I have visited the discussion on difference-between-online-compilation-and-offline-compilation and would like to thank @joying.kuo for the wonderful explanation.
Recently I have been trying to run the whisper small model on the MediaTek Genio 510 NPU.

Since I was unaware of the online compilation, I had to separate my whisper small model to encoder and decoder. Just so I could have the encoder (DLA) running on the NPU. But since I have read about this interesting alternative approach of online compilation, I would prefer to give it a try. I plan on running the entire TFLite model rather than separating it to encoder - decoder format and analyse their performance to take informed decisions.

As of now I have full TFLite. Which I have generated without the help of mtk_converter. I was looking for guidance on using the online compilation to run the entire model on NPU with CPU fallbacks for unsupported operation. I am currently not able to come up with a code to help me utilize the online compilation.

Previously I have tried using neuron_stable_delegate in TFLite runtime, but it throws missing symbol error. I am not sure if it is the right way.

I would be sincerely grateful for your guidance on this issue.
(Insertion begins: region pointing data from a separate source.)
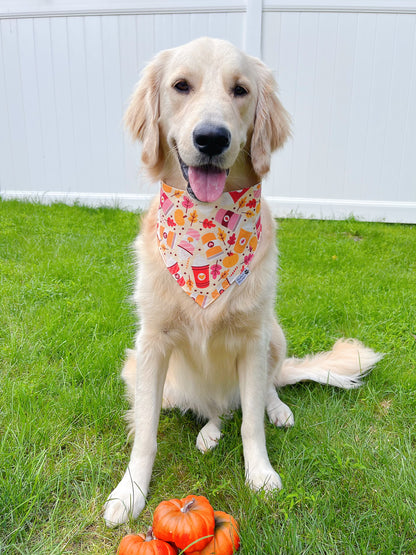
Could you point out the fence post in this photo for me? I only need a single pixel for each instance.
(253, 27)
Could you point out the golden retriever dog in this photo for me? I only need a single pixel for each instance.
(208, 118)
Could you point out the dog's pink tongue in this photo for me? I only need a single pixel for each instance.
(207, 184)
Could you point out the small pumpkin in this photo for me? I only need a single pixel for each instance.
(140, 544)
(226, 540)
(184, 522)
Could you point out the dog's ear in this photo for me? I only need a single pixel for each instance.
(271, 124)
(142, 115)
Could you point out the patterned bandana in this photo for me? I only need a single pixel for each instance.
(208, 246)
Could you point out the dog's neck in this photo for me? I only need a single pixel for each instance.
(208, 247)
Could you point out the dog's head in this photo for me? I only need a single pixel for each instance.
(208, 115)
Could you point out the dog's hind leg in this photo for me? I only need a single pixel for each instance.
(209, 435)
(279, 414)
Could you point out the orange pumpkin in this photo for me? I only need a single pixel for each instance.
(226, 540)
(184, 522)
(140, 544)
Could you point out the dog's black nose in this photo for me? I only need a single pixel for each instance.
(211, 139)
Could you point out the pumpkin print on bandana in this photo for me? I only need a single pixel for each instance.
(208, 246)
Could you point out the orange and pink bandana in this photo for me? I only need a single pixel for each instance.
(208, 246)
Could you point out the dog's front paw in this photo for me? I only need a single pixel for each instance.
(125, 501)
(265, 479)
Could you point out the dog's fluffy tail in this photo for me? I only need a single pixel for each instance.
(344, 366)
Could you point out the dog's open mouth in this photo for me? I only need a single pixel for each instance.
(206, 183)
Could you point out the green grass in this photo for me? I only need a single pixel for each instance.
(348, 465)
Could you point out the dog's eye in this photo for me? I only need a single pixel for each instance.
(182, 86)
(239, 90)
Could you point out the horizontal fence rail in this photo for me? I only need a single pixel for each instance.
(346, 72)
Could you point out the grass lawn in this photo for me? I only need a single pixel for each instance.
(348, 465)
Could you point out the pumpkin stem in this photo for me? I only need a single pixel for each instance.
(149, 535)
(188, 505)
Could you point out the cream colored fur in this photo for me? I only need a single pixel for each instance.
(231, 353)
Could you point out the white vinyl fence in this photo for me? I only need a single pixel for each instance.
(346, 71)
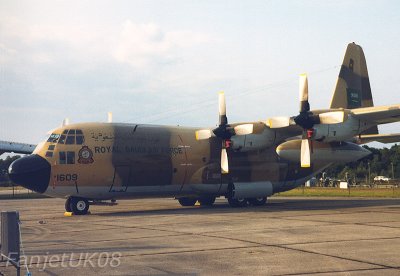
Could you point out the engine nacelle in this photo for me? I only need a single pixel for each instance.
(251, 142)
(251, 189)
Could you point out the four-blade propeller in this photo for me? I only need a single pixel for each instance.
(307, 120)
(225, 132)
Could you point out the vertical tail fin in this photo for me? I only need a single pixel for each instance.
(353, 89)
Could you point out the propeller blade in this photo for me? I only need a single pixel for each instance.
(333, 117)
(303, 89)
(278, 122)
(243, 129)
(224, 162)
(203, 134)
(303, 94)
(305, 153)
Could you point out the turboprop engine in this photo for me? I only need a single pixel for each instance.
(342, 152)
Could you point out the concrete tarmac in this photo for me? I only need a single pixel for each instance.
(288, 236)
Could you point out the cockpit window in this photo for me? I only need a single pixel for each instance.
(53, 138)
(70, 140)
(62, 139)
(72, 137)
(63, 158)
(66, 157)
(79, 139)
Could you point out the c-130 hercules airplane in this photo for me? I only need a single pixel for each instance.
(89, 163)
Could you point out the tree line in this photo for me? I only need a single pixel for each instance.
(384, 161)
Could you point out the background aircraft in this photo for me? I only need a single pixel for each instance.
(88, 163)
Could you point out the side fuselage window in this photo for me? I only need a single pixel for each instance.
(70, 140)
(63, 158)
(70, 157)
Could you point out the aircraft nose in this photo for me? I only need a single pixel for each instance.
(31, 172)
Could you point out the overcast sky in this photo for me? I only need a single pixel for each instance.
(163, 62)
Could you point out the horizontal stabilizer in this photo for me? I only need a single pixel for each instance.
(378, 114)
(383, 138)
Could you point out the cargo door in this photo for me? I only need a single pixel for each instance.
(179, 160)
(121, 179)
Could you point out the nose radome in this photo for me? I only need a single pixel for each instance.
(31, 172)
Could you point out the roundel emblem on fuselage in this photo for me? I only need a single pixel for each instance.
(85, 155)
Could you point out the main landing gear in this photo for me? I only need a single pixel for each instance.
(233, 202)
(243, 202)
(191, 201)
(77, 205)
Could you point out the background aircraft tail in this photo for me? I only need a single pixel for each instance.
(353, 89)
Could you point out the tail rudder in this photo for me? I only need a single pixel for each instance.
(353, 89)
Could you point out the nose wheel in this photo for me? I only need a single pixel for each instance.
(77, 205)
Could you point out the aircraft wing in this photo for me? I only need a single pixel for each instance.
(6, 146)
(383, 138)
(379, 114)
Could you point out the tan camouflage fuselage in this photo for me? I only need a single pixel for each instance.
(124, 160)
(110, 161)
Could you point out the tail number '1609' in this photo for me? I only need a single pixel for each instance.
(67, 177)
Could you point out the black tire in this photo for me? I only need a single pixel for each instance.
(68, 205)
(237, 202)
(259, 201)
(79, 206)
(187, 201)
(207, 201)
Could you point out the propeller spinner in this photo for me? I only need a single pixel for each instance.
(307, 120)
(225, 132)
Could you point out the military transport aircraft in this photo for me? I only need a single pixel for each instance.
(90, 163)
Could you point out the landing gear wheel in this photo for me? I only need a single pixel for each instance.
(237, 202)
(207, 201)
(187, 201)
(68, 205)
(258, 201)
(79, 206)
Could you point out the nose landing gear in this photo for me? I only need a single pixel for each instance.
(77, 205)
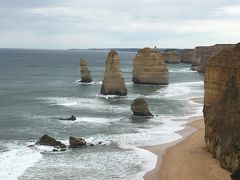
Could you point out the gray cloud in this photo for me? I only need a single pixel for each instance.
(108, 23)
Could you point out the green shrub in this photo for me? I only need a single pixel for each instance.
(236, 174)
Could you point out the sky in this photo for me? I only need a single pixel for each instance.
(63, 24)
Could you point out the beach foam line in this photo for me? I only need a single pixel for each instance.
(16, 160)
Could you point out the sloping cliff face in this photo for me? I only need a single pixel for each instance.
(113, 83)
(149, 68)
(172, 56)
(222, 107)
(203, 54)
(85, 73)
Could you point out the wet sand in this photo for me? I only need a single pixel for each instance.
(186, 159)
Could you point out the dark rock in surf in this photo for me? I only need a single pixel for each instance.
(50, 141)
(139, 107)
(72, 118)
(76, 142)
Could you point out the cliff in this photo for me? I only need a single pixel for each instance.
(149, 68)
(85, 73)
(222, 107)
(202, 55)
(113, 83)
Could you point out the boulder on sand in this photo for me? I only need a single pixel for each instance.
(76, 142)
(50, 141)
(139, 107)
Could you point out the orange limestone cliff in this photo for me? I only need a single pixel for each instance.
(113, 83)
(85, 73)
(149, 67)
(222, 107)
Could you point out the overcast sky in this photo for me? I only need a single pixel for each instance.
(61, 24)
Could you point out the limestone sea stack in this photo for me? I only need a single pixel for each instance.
(149, 67)
(85, 73)
(113, 83)
(222, 107)
(139, 107)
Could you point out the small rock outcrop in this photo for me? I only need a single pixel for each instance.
(113, 83)
(85, 73)
(50, 141)
(222, 107)
(76, 142)
(72, 118)
(172, 56)
(139, 107)
(203, 54)
(149, 67)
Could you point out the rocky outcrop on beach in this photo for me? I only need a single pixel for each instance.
(172, 56)
(76, 142)
(139, 107)
(203, 54)
(222, 107)
(50, 141)
(149, 67)
(113, 83)
(85, 73)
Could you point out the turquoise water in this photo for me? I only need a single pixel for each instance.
(39, 86)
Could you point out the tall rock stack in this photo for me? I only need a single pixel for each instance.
(149, 67)
(222, 107)
(85, 73)
(113, 83)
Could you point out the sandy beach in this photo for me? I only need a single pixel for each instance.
(187, 159)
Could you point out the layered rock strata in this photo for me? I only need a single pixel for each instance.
(113, 83)
(85, 73)
(222, 107)
(203, 54)
(139, 107)
(149, 67)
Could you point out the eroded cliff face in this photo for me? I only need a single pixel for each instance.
(222, 107)
(85, 73)
(113, 83)
(149, 68)
(202, 55)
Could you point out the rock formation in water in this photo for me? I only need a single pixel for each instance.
(222, 107)
(139, 107)
(149, 67)
(113, 83)
(85, 73)
(50, 141)
(172, 56)
(203, 54)
(187, 55)
(76, 142)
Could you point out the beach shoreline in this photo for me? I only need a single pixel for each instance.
(187, 157)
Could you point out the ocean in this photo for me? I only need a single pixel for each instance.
(37, 87)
A coding example with any model will be really helpful as I am struggling with implementation part.

Hi @Murali_M_G!

Thanks a lot for trying Whisper on the Genio 510 NPU and sharing your experience.

At the moment we actually don’t have internal deployment experience of Whisper on the 510 yet, so your case is very valuable to us. Could you help share the exact error messages/logs you are seeing (for example from neuron_stable_delegate or other attempts)? That will help us better understand what is going wrong.

If possible, you can also send your .tflite model to my email: joying.kuo@mediatek.com. We can analyze it in more detail and see what’s feasible on the NPU and where CPU fallback would be needed.

Additionally, starting from Yocto v25.1, ONNX Runtime will be supported. The current v25.1-dev images already include this feature. You may try deploying Whisper via ONNX Runtime on that image and see if it works better for your use case.

Thanks again for your effort on this, and we look forward to your feedback and logs.

Hi @Joying.kuo,

Thanks for taking your time for helping me out.

I have built my image (rity-demo-image) using Yocto v25.0 scarthgap

For online compilation I have converted the entire whisper small model to TFLite without the using neuro pilot SDK (Mtk_Converter).

In my inference code, I have set the interpreter to use libneuron_stable_delegate.so as the delegate. But I am bit sceptical about my approach. Please correct me if I am on the wrong path. As my goal here is to achieve online compilation.

The below is the code where I am loading the delegate

os.environ["TFLITE_ENABLE_XNNPACK"] = "0"
# Load MediaTek Neuron Delegate
delegate_path = "/usr/lib/libneuron_stable_delegate.so"   
try:
    neuron_delegate = [
        tf.lite.experimental.load_delegate(delegate_path)
    ]
    print("✔ Neuron stable delegate loaded successfully.")
except Exception as e:
    print(" Failed to load Neuron delegate, falling back to CPU:", e)
    neuron_delegate = []  # Fallback to CPU

On execution, my code runs into the following error.

Just jotting down some of the issues I ran into for your reference during offline compilation.

  • Whisper small encoder can be made NPU compatible with few modifications.

  • Main challenges arise when working with decoder as the decoder expects dynamic tensors. So, conversion was impossible.

So, in a hope that offloading at least few of the supported decoder operations to the NPU can improve efficiency. Also wanted to know, if I switch to MediaTek Genio 520 will it be able to support dynamic tensors.

Your support on this matter will be greatly appreciated.